A version of this testimony was submitted to the Michigan House Standing Labor Committee.
Thank you for the opportunity to provide testimony on Michigan Senate Bills 165-167, which propose significant changes to the Michigan State Employees’ Retirement System, SERS, and State Police Retirement System. These bills would dramatically increase costs for specific employee groups, including corrections officers, by removing new hires from the SERS defined contribution (DC) retirement plan and placing them in the hybrid pension plan currently available to state police officers. Additionally, the bills would allow current SERS employees to purchase years of service credit in the state police defined benefit plan, up to the total years they have contributed to SERS.
Fiscal impacts
Defined benefit pensions rely on several actuarial assumptions to be accurate. If they aren’t, unfunded liabilities begin to accumulate. As of today, Michigan still has $49 billion worth of unfunded pension liabilities to pay off. With that amount of debt still left to pay off, it was surprising to see these bills pass the Senate without a single study on potential cost impacts. Only a single sentence in the three-page fiscal note mentioned potential risks.
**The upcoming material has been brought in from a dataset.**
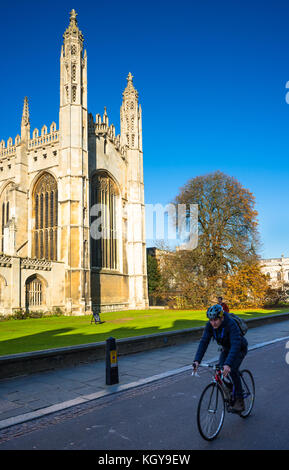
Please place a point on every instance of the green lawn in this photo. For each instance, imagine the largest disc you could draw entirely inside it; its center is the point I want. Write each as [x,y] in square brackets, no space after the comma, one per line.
[53,332]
It stated:
“Other unfunded liabilities could accrue in the future if actual conditions failed to meet actuarial assumptions … but future liabilities are not known, assumed, or calculated in this analysis.”
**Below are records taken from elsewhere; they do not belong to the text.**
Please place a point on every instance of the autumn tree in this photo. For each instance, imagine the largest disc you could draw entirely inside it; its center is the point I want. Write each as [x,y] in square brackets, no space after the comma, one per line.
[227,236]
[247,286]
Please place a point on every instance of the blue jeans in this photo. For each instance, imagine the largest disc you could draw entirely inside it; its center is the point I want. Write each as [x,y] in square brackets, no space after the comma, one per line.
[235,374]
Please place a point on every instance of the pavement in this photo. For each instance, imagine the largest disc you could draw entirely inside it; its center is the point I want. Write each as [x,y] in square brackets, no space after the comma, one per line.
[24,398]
As a pension proposal of this magnitude will require generations of employers and taxpayers to pay for benefits, the evaluation of this legislation is required to be better than “not known, assumed, or calculated.” Therefore, we built our own actuarial model to study the long-term costs of this proposal, and the results show that this pension swap would have a major impact on both required employer contributions and the funded status of the state police pension system.
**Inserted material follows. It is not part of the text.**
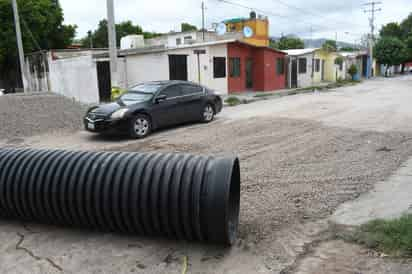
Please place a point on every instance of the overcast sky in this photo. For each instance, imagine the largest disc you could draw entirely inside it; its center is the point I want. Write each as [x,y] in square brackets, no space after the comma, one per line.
[326,17]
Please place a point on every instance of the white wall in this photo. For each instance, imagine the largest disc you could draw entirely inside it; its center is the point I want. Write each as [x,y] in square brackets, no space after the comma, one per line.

Under a best-case scenario, where 100% of plan assumptions are met 100% of the time, the additional cost of this pension proposal would be just north of $800 million over the next 30 years. Because assumptions are never met 100% of the time, it’s important to look at what would happen under a scenario with more realistic investment returns. If the next 30 years of investment experience matched the previous 30, with multiple major market losses, this proposal could cost up to $1.85 billion.
Recruitment and retention
While proponents of these bills suggest that shifting these employee groups to the state police pension plan will improve staffing levels, we have yet to see experience play out in other states that show one retirement plan design is better than another for overall recruitment and retention. It is also important to recognize that, based on most non-partisan surveys of employees, today’s workforce increasingly values and needs portability and flexibility in retirement benefits. Therefore, we have strongly advocated for at least offering an optional defined contribution plan to new employees because it would align more closely with the career mobility patterns of modern employees. Unfortunately, that option would be completely removed for all new employees covered by these bills because the SERS DC plan would be closed to new entrants.
States like Michigan that have moved toward offering portable plans to public employees have seen improvements in long-term fiscal stability while still offering robust retirement benefits. Enhancing the existing DC plan with targeted longevity bonuses, rather than reverting to a legacy DB system with unknown future costs, could achieve the same recruitment and retention goals without laying “not known” costs on taxpayers and jeopardizing the state’s financial health.